Had a real head scratcher of a problem with Sitecore running in integrated mode. The site in question is rather odd in that everything including the home node is secured; any anonymous visitor is redirected to the login page. They also need various URL tricks to be done which necessitated integrated mode. Putting all that together was straight forward, just a matter of denying extranet/Anonymous access to the root home node and specifying a login page followed by implementing the integrated mode fix as described here.
Oddly though the moment I viewed the site while logged out it stopped sending me to the login page and instead threw up a “Layout not Found” page. Odder still the item it said it was trying to display wasn’t the home item or even the login item but instead was the root /sitecore item. I knew something strange was happening with the ItemResolver in the httpBeginRequest pipeline so I added a custom processor and debugged it to have a look at the HttpRequestArgs.
Here is what I saw when I switched back to classic mode:
{Sitecore.Pipelines.HttpRequest.HttpRequestArgs}
base {Sitecore.Pipelines.PipelineArgs}: {Sitecore.Pipelines.HttpRequest.HttpRequestArgs}
Context: {System.Web.HttpContext}
LocalPath: “/default”
PermissionDenied: true
RequestType: Begin
StartPath: “/sitecore/content/home”
Url: {Sitecore.Web.RequestUrl}
As you can see it has attempted to retrieve the home item and been denied permission. It also attempts to retrieve the /default item but this also fails as it doesn’t exist. By the end of the request the context item is still null and permission has been denied so sitecore redirects to the login page.

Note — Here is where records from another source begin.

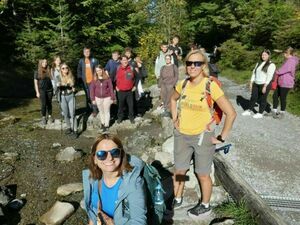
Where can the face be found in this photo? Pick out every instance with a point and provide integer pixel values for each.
(44, 63)
(195, 69)
(265, 56)
(164, 48)
(115, 56)
(87, 53)
(57, 61)
(124, 61)
(109, 164)
(99, 73)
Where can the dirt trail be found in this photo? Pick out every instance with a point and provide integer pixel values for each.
(266, 151)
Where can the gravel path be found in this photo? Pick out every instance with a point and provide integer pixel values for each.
(266, 151)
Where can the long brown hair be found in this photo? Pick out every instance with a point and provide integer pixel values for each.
(205, 68)
(43, 72)
(96, 172)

On the other hand here is what happens when it’s in integrated mode:
{Sitecore.Pipelines.HttpRequest.HttpRequestArgs}
base {Sitecore.Pipelines.PipelineArgs}: {Sitecore.Pipelines.HttpRequest.HttpRequestArgs}
Context: {System.Web.HttpContext}
LocalPath: “/”
PermissionDenied: true
RequestType: Begin
StartPath: “/sitecore/content/home”
Url: {Sitecore.Web.RequestUrl}
In this case the ItemResolver has been denied access to the home item but then went on to retrieve the / root item and set this as the context (which of course has no layout). The difference is down to the fact that IIS is now no longer telling ASP.Net to look for a /default file in integrated mode. So the context is now set and Sitecore attempts to render it as per normal except the context item in question is the /sitecore item.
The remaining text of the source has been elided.